The blood falls, with a soft ‘plip’, onto the table. Almost indiscernible from the rain falling outside.
The fact of the matter is there’s no way to fix this. The information is out, the photos, all the evidence of Rowan and Bliss’s relationship. There’s no way to erase the memory of every single person in the world. I can’t go begging to Cecily to fix this one. I can’t pay anyone to stop. I can’t do anything.
I just have to sit and wallow in it.
The punishment for the truth.
At times like this, when horrible stuff happened, I used to pray, and talk to God, and He’d talk back to me. All that stuff.
These days, though, it’s a lot harder to get a response.
‘I couldn’t find a plaster big enough, but we did have some bandages.’ Rowan grabs my hand again, pulling it towards him, and pushes up his glasses with his free hand.
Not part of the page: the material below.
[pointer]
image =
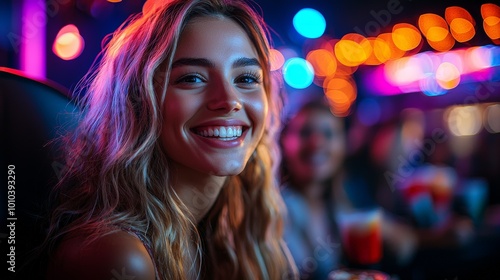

‘Do you think it needs stitches?’ I say.
Rowan starts wrapping it in bandages. ‘I don’t know. Do you want to go to the hospital?’
‘No. This is our only day off.’
‘True.’
He rips the bandage and ties it. The blood has already started to seep through the thin white cotton.
‘How does that feel?’ he asks.
I lie. ‘Fine.’
He chuckles. ‘Liar.’
I look at him. ‘It hurts.’
He looks at me. ‘Don’t smash mugs, you mug.’